Zane: We were really confident and cocky in the name, and we would draw it on the wall at places. And now we’re like, ‘well, shit.’

(Mike walks in).

Zane: We were talking about the Boan Jenson days. 

Any comments about the Boan Jenson days? 
Mike: It was actually a really important moment. Living together over the summer was such a  good experience. I got to know Jack that way, we hadn’t really gotten to hang out that much. It was good bonding. This was around 2018, 2019. 
Jack: We were talking The Plums. 
Mike: Great name. 

Describe your music? How does it speak to you?
Zane: Rock and fucking roll. That’s it. 
Jack: I think we look at it like what can we do project-wise. Rocking at the end of the day. 

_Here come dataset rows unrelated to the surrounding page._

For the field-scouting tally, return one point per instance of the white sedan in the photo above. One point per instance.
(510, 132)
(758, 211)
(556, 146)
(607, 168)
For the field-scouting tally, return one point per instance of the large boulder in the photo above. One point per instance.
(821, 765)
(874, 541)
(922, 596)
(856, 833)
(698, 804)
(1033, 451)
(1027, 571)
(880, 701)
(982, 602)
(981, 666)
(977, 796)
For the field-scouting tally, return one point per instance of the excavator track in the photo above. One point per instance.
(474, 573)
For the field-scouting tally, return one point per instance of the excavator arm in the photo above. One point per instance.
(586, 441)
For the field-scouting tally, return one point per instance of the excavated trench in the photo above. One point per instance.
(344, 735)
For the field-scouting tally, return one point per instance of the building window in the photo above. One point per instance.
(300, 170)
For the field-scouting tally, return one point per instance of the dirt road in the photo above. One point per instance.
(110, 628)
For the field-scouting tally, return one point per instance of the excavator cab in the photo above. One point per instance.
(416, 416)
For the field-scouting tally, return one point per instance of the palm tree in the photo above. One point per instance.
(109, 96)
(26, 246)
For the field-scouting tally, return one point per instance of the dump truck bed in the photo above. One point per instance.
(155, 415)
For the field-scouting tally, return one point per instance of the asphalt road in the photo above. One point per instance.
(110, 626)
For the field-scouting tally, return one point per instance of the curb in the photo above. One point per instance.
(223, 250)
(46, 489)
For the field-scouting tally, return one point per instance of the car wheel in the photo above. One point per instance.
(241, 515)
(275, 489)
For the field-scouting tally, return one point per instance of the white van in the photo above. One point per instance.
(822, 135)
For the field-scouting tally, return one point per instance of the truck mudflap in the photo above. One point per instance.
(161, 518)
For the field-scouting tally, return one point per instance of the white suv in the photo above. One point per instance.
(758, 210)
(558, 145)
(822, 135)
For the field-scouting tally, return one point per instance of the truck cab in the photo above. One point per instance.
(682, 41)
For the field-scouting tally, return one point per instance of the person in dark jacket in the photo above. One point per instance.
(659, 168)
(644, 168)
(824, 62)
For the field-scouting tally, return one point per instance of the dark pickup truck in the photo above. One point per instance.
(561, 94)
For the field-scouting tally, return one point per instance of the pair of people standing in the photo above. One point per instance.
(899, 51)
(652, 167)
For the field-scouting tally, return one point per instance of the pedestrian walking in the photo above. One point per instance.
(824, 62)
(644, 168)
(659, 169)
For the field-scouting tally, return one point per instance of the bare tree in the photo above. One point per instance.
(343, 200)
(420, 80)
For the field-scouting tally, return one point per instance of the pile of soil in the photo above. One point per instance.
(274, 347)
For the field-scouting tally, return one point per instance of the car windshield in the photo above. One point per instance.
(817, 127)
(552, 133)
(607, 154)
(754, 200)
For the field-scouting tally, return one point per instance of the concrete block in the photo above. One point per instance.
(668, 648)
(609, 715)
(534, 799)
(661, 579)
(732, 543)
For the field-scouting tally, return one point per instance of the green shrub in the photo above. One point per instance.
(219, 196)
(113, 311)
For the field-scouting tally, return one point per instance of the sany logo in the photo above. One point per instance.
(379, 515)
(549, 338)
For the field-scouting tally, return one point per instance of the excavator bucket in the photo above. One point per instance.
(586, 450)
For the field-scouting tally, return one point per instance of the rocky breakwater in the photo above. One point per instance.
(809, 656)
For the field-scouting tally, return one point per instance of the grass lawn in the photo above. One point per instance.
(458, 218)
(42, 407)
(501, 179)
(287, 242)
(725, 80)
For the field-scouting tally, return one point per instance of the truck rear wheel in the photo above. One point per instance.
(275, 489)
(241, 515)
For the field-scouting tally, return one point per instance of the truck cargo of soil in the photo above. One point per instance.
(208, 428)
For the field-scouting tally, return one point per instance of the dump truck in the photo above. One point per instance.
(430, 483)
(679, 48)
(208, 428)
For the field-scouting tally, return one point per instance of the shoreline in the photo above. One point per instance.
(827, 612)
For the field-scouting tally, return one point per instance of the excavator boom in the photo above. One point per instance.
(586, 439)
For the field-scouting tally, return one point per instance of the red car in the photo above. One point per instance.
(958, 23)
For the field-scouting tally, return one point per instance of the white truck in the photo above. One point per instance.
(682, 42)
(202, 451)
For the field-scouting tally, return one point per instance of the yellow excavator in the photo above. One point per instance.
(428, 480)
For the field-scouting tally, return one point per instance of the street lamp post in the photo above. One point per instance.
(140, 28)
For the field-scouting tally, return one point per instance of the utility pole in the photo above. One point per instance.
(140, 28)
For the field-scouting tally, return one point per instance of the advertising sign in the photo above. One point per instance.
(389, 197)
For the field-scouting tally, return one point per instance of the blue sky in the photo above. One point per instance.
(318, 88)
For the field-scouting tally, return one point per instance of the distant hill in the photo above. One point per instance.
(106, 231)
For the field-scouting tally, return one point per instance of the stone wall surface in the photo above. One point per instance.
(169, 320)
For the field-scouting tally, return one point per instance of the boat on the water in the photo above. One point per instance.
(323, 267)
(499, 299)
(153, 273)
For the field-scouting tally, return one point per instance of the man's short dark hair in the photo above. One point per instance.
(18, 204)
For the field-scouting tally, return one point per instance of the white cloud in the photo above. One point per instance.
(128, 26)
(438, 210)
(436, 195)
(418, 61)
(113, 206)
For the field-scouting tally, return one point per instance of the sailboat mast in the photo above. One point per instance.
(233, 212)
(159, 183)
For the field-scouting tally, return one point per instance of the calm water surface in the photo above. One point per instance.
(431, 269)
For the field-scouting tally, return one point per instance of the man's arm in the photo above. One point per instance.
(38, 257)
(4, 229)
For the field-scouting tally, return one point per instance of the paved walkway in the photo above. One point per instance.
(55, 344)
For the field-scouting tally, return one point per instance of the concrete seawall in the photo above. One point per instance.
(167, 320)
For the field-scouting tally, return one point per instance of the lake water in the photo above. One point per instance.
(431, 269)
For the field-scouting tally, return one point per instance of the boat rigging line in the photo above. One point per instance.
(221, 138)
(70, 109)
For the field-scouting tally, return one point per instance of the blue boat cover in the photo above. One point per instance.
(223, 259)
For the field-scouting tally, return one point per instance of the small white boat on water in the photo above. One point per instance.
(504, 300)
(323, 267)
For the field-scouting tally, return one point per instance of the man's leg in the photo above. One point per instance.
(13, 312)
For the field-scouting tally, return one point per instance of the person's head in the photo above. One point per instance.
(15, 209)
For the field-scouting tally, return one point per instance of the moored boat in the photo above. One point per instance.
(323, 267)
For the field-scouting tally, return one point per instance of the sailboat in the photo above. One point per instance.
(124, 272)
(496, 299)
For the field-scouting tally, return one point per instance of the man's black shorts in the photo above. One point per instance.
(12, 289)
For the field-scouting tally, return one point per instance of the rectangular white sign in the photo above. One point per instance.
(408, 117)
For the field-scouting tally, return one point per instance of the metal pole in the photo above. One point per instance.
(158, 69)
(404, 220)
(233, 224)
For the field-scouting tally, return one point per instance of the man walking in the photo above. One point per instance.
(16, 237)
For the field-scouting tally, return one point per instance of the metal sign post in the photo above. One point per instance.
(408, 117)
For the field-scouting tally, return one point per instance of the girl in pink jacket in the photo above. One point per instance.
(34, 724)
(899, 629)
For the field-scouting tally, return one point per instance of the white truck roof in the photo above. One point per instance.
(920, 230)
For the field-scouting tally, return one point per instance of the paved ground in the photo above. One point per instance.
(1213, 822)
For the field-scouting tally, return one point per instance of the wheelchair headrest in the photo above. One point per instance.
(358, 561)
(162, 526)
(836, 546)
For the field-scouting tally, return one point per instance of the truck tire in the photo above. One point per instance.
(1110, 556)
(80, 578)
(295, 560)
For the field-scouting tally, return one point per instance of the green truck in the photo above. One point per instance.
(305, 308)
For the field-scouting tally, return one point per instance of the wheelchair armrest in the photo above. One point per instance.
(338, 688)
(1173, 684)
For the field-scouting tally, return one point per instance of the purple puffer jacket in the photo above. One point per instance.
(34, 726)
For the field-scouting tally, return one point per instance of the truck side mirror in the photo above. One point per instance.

What is your main songwriting inspiration? Is there a specific process or formula?
Jack: I don’t think there’s a specific process. We like to try out different things, it’s what keeps it interesting for us. Since we read and listen to a lot of things, we get excited about different people’s processes and then try out a lot of shit. 
Mike: Some of the most fun ways is to just play the four of us and see what happens. If we come across something nice and find a line or riff and go off that. 

Are you based out of New York now?
Jack: Yes, we all live together. We live in a big townhouse. 

How does that relate to the band relationship and how you work together? Do you find that makes practicing easier or harder?
Jack: I think we were all aware it could get messy. Just because you live together doesn’t mean it’s convenient. We practice and record at our studio in Williamsburg called Onion Records

What is your dream venue? 
Jack: I’d like to play at the Brooklyn Steel. I love that place. 
Mike: Maybe Webster Hall. 

What have been some of your favorite venues in New York? 
Jack: TV Eye. 
Zane: TV Eye, Baby’s. I have a feeling this is going to be the best. 
Jack: Arlene’s is great. 
Zane: Shout out to Arlene’s. 

Your new album is coming out tonight. Can you give us an insight into the process of it? 
Jack: There are nine songs. And it’s an accumulation of a bunch of material from the best couple years. It’s kind of scattered, we recorded at different places in New York and Connecticut. Next month, we are going up and making number two. Right back at it. 

Which song was the hardest to craft and which was the easiest on the new album?
Mike: “Country Song” was one that we were song excited about idea-wise. But it was the hardest to finish and craft. It was very Frankenstien. It was fucking crazy to do. The easiest was “Ana [De Armas].” 
Jack: “Ana [De Armas]” or “America.” We were drunk at 4am like, ‘we’re going to write a song.’ And it took an hour. The final recording was everything that we did that night. 

Besides the albums, what’s coming next?
Jack: We’re just going to be on tour. 
Zane: We’re writing the second record. And then we’re just going to tour, and tour, and tour until we have time to write album three. Just keep going. We really want to try to get to Europe.
Jack: It’s a big goal for us. 
Zane: Hopefully around 2024. That’s the biggest goal right now.